More on this in a minute, after station identification.

There was a time when babies plumped themselves up and drooled and burbled for the greater love of mommy. Admiring fathers mostly hovered on the sidelines, dreaming daddy dreams of bicycle training and baseball coaching.

The babies weren’t content to enslave only half the population. They aimed at a new target, and the men--even the big cowboy types--went weak in the knees and goofy around the edges.

At 7 a.m., Cowsill is in the station booth with Charlye Parker, his partner on the morning drive-time show, “The Country Club,” and Cowsill’s very pregnant wife, Anne, who is due to give birth in four weeks.

Sharing the small space with the three--nearly four--of them, are a camera operator, a soundman and a producer. The video people are taping a future segment of the cable show “A Baby Story,” which follows the real-life exploits of real people having real babies. Each half-hour segment of the show, which premiered on the Learning Channel in September, includes delivery-room footage, “shot G-rated, of course,” according to producer Roberta White.

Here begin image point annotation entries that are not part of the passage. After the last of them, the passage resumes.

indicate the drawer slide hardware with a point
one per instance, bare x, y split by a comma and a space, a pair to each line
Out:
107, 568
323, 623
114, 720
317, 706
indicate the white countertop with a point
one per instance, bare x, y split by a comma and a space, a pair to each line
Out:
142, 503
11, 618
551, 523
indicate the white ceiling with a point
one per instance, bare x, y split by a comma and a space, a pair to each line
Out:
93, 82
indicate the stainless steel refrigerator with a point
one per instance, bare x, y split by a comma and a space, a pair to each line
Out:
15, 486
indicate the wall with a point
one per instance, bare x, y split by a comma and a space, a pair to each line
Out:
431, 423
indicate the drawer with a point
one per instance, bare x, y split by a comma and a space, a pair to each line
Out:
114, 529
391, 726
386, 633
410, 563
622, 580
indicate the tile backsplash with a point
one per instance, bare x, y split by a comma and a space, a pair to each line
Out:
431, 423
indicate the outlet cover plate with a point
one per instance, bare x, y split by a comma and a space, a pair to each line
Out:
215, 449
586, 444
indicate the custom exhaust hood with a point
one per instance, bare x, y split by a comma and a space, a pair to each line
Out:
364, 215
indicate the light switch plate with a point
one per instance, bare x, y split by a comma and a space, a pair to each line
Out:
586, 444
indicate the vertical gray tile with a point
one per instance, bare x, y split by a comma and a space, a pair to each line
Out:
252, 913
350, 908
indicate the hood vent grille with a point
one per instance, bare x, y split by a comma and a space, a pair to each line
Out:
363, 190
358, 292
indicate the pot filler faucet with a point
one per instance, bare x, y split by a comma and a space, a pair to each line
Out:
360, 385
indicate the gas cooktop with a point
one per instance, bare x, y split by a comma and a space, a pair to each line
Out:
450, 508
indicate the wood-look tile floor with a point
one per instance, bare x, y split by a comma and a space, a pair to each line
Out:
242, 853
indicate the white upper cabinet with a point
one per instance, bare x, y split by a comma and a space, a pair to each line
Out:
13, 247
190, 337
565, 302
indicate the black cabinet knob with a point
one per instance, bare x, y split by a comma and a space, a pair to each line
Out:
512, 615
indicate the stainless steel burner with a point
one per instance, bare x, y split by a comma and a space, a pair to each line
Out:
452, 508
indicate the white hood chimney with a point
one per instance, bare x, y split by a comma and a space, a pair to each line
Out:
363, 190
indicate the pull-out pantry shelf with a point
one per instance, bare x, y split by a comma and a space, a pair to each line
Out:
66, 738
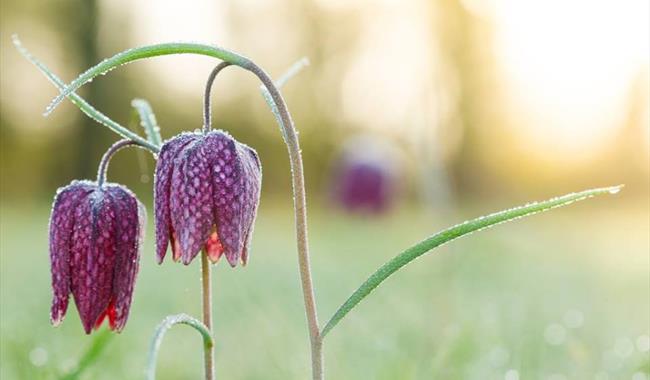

As the video operators record the event, the two women are duct-taping a pillow containing a 10-pound bag of sugar to Cowsill’s middle, to simulate a late-term pregnancy. In between bouncy, danceable top-40 country tunes about lost love and wayward trucks, the pregnant Cowsills are taking advice from Parker and the listeners, who have been invited to call in with names for the baby and new-dad tips for John.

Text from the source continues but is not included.